Published July 27 2012
Soybeans and social progress
Kummer and her husband, Paul, operate a soybean, corn and sugarbeet farm near their home in Colfax, about 30 miles south of Fargo. Kummer is a native of Litchville, about 20 miles southeast of Valley City.
Nearly 20 years ago, Kummer started on a path that led her to becoming the first woman and the first North Dakotan elected to lead the United Soybean Board.
“Paul and I believe farmers have a responsibility to help promote our products and to have a voice in the industry,” Kummer said. “I never set out to pursue leadership roles, but I believe that it’s important for all of us farmers to step up when we’re in a position to contribute, and that’s what I’ve tried to do.”
From 1994 to 2001, Kummer represented area soybean farmers in the North Dakota Soybean Growers Association, including two years when she served as president.

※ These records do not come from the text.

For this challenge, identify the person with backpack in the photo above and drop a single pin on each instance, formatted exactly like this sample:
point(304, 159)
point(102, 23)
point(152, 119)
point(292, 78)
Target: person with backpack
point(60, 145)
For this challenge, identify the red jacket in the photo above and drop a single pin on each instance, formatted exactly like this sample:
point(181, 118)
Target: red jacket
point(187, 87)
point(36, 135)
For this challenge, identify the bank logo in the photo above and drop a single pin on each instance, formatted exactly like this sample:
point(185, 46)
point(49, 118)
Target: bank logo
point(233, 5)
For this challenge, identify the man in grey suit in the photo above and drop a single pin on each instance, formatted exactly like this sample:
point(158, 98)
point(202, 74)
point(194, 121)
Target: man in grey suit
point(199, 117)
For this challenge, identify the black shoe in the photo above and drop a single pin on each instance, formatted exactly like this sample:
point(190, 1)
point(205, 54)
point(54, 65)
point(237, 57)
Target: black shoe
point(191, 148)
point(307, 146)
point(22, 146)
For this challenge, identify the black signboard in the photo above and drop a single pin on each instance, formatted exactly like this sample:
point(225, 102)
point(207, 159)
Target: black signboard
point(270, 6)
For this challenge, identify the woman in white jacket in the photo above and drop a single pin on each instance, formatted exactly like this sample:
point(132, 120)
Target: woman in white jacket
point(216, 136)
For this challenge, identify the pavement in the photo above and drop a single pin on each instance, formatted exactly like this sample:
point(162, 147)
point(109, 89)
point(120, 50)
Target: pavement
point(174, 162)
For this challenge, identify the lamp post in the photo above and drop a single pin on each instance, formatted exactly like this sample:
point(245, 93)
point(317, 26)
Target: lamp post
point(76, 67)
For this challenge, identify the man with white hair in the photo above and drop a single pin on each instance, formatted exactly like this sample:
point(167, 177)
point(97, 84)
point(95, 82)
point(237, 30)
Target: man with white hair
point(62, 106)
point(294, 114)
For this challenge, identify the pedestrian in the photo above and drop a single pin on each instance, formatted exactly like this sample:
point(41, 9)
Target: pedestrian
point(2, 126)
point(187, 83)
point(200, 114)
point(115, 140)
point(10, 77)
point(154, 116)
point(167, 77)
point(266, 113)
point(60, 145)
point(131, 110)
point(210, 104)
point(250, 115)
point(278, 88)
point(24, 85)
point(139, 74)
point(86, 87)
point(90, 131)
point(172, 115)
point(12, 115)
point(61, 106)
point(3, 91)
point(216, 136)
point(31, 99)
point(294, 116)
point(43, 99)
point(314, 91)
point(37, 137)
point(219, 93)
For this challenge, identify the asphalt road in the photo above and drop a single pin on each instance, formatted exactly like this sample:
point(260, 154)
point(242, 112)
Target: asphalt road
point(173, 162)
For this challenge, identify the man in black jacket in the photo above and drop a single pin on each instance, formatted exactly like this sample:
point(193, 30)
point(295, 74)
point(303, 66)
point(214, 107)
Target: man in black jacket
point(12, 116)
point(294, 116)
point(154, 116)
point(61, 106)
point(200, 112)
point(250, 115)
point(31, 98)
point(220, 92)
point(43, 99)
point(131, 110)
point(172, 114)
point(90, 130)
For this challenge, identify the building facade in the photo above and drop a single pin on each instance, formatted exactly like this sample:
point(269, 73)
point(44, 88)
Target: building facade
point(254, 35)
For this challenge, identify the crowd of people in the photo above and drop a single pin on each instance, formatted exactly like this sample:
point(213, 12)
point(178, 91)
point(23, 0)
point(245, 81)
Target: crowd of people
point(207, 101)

In 2003, Kummer was appointed to serve on the United Soybean Board, a national farmer-led group that promotes investments in soybean research and market development. By law, the board isn’t involved in policy issues.

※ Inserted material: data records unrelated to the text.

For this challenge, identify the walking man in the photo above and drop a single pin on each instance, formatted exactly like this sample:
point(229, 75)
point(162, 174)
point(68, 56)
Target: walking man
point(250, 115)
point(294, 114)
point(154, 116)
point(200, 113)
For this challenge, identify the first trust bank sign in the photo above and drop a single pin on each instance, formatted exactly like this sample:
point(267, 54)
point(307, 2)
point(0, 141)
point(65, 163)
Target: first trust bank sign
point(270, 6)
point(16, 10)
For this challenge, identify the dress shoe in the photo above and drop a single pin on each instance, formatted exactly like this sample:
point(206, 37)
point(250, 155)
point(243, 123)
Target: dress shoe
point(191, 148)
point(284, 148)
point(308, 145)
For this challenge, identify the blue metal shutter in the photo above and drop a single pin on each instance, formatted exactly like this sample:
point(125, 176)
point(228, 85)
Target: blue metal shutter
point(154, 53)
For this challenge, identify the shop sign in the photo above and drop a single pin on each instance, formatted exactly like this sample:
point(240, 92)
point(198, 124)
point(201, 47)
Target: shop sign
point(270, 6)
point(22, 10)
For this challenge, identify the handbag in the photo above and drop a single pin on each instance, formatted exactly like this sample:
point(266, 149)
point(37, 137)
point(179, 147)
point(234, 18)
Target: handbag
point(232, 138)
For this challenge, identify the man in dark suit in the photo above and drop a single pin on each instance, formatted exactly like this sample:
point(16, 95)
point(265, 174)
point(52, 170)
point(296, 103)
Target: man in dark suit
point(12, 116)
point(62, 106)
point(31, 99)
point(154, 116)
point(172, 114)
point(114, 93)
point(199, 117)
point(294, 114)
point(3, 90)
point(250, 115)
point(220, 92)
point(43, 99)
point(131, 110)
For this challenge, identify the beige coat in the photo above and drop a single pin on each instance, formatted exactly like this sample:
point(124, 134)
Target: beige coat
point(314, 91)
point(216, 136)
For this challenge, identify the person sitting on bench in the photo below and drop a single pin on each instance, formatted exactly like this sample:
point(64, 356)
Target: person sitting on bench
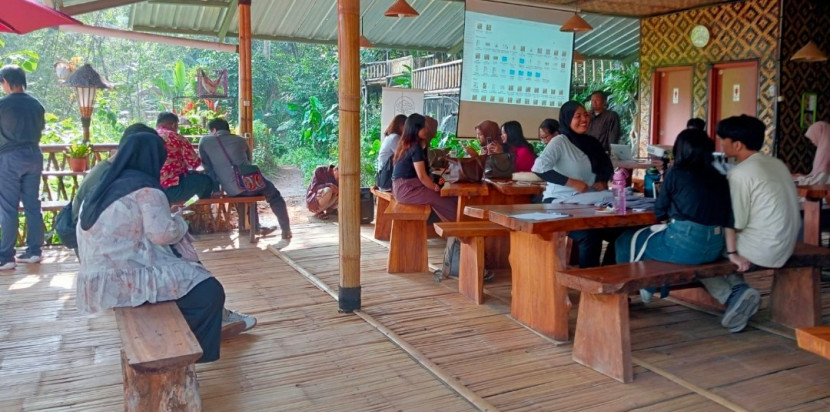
point(765, 208)
point(694, 199)
point(322, 194)
point(220, 151)
point(411, 182)
point(179, 177)
point(126, 241)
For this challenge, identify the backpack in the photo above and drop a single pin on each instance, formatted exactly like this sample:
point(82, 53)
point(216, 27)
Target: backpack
point(383, 179)
point(452, 259)
point(65, 227)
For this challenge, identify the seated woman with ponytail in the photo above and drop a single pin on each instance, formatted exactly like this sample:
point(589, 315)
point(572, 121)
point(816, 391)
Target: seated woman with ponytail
point(411, 182)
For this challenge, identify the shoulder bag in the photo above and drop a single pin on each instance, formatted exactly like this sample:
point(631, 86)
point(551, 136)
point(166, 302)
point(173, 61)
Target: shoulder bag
point(248, 177)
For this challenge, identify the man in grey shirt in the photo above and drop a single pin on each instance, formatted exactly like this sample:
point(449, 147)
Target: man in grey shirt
point(220, 151)
point(21, 165)
point(605, 124)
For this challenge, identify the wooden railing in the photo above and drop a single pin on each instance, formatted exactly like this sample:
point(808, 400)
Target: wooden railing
point(441, 77)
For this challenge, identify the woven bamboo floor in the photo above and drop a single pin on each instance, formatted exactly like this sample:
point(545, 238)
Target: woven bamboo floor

Kummer was elected chairwoman of the USB in December.
More than halfway through her term now, Kummer said she hopes her tenure as chairwoman “highlights the opportunities for women to serve in leadership roles in agriculture.”
Her work this year has focused on maximizing profit opportunities for soybean farmers, a task that has taken Kummer on trips around the globe.
Earlier this summer, Kummer spent some time in Europe and, just last week, she was in Virginia for USB’s summer board meeting.
“We’re a part of a global marketplace now, with many industry partners,” Kummer said. “It’s vital that U.S. soybean industry representatives such as USB directors spend time cultivating these relationships to build ties with our customers everywhere.”